それでも静まり返ったオフィスに、その声はよく響いた。
「はあ? お前、何を言って……っ!」
木谷は震え上がる。
うつむき加減の哲也が見せたその表情を見て、寒気すら覚えていた。
「やっぱり……お前、猫かぶってやがったんだな……悪鬼みたいな、顔……しやがって……」
明らかに声が恐怖で震えている。
「くそっ……やっぱり――さんのアレは、お前がやったんだろ……何が事故死だ……普通に考えりゃ、あんなところから落ちるわきゃねえんだ……畜生」
黙れ、と。
無意識に発すると同時に――急に我に返ったかのような。
はっ……と、哲也は慌てて周りを見回した。
無言で自分を見つめる社員たち。
困惑と、恐ろしいものでも見るかのような視線。
自分は一体、何をして、しまったのか……
急に呼吸が荒くなる。
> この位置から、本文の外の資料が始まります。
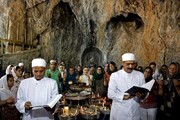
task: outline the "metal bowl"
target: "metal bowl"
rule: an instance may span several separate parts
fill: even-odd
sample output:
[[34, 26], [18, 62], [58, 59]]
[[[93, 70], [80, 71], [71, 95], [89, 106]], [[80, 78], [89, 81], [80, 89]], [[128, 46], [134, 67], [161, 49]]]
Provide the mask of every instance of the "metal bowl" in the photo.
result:
[[81, 92], [81, 91], [83, 91], [85, 89], [85, 87], [82, 86], [82, 85], [71, 85], [69, 88], [73, 92]]

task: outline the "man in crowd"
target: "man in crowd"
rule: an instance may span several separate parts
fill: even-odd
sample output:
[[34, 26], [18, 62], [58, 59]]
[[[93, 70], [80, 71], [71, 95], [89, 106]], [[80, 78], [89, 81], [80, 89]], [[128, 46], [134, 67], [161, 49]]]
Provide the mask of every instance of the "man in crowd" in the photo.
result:
[[132, 86], [145, 83], [144, 75], [134, 69], [135, 56], [132, 53], [122, 55], [123, 68], [110, 76], [108, 97], [113, 100], [110, 120], [140, 120], [140, 105], [142, 94], [131, 96], [126, 91]]
[[56, 81], [44, 77], [46, 61], [42, 58], [32, 60], [33, 77], [21, 81], [17, 93], [16, 107], [23, 113], [23, 120], [53, 120], [53, 109], [32, 108], [45, 105], [58, 94]]

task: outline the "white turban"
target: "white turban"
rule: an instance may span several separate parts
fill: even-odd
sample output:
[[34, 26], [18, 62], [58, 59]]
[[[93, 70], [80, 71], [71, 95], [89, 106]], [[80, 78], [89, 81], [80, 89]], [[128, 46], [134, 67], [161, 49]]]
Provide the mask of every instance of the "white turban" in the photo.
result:
[[36, 58], [32, 60], [32, 67], [39, 66], [39, 67], [46, 67], [46, 61], [42, 58]]
[[24, 66], [24, 63], [19, 63], [18, 66]]
[[124, 53], [122, 55], [122, 61], [135, 61], [135, 56], [133, 53]]
[[56, 60], [51, 60], [50, 63], [56, 63]]

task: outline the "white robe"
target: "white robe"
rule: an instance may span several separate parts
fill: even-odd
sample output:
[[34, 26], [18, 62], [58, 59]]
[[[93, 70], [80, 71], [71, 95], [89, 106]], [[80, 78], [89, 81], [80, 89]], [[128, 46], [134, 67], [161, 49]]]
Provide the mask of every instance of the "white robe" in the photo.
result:
[[56, 81], [44, 77], [37, 81], [34, 77], [21, 81], [17, 93], [16, 108], [23, 113], [23, 120], [53, 120], [50, 112], [44, 108], [25, 110], [24, 104], [30, 101], [32, 106], [45, 105], [58, 94]]
[[144, 75], [139, 71], [127, 73], [122, 69], [111, 74], [108, 87], [108, 97], [113, 100], [110, 120], [140, 120], [137, 97], [123, 100], [123, 96], [132, 86], [141, 86], [144, 83]]

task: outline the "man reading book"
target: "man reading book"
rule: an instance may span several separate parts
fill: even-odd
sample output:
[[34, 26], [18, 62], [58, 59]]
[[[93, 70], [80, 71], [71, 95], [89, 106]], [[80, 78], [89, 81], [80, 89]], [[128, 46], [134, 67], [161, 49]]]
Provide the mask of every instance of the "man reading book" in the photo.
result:
[[134, 70], [136, 60], [133, 53], [122, 55], [122, 69], [112, 73], [108, 86], [108, 97], [113, 100], [110, 120], [140, 120], [140, 105], [137, 102], [144, 94], [134, 95], [126, 91], [145, 83], [144, 75]]
[[23, 114], [23, 120], [54, 119], [51, 108], [32, 107], [46, 105], [52, 100], [52, 98], [58, 95], [56, 81], [44, 77], [45, 70], [46, 61], [44, 59], [33, 59], [32, 72], [34, 77], [24, 79], [19, 85], [16, 108]]

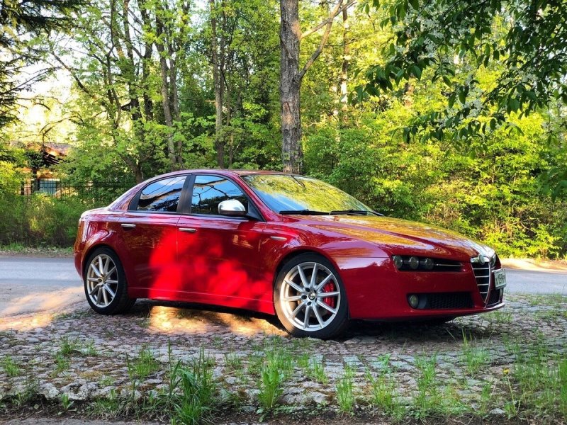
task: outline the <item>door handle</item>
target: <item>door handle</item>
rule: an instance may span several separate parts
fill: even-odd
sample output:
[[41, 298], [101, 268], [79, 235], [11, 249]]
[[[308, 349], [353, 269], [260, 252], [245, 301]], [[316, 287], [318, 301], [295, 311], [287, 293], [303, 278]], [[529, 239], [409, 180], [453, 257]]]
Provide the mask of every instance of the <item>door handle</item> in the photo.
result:
[[273, 241], [279, 241], [279, 242], [284, 242], [288, 240], [288, 238], [284, 237], [283, 236], [271, 236], [270, 239]]

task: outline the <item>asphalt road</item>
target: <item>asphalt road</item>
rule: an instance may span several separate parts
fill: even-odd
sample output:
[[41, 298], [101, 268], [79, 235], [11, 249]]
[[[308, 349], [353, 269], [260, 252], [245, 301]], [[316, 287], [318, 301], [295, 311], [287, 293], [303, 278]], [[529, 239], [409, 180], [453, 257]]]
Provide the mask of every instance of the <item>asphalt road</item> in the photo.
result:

心臓がどくんどくんと早鐘を打ち始め。
慌てて逃げるように、哲也はそのままオフィスを飛び出していた――
その後、どうやって自分の家まで戻ったのか、覚えてない。
いや、家に戻ったのかどうかすら――
気付けば、夜に。
月も星も見えない、暗い空。
あの神社の境内を歩き、かつん、かつんと、誰もいない空間を進む。
たどり着いたのは、境内に隣接した家。
古きよき日本家屋といった趣きで、いかにも――神職の者が住んでいそうな。
敷地内に入り、正面玄関のカギを、慣れた手つきでこじ開けた。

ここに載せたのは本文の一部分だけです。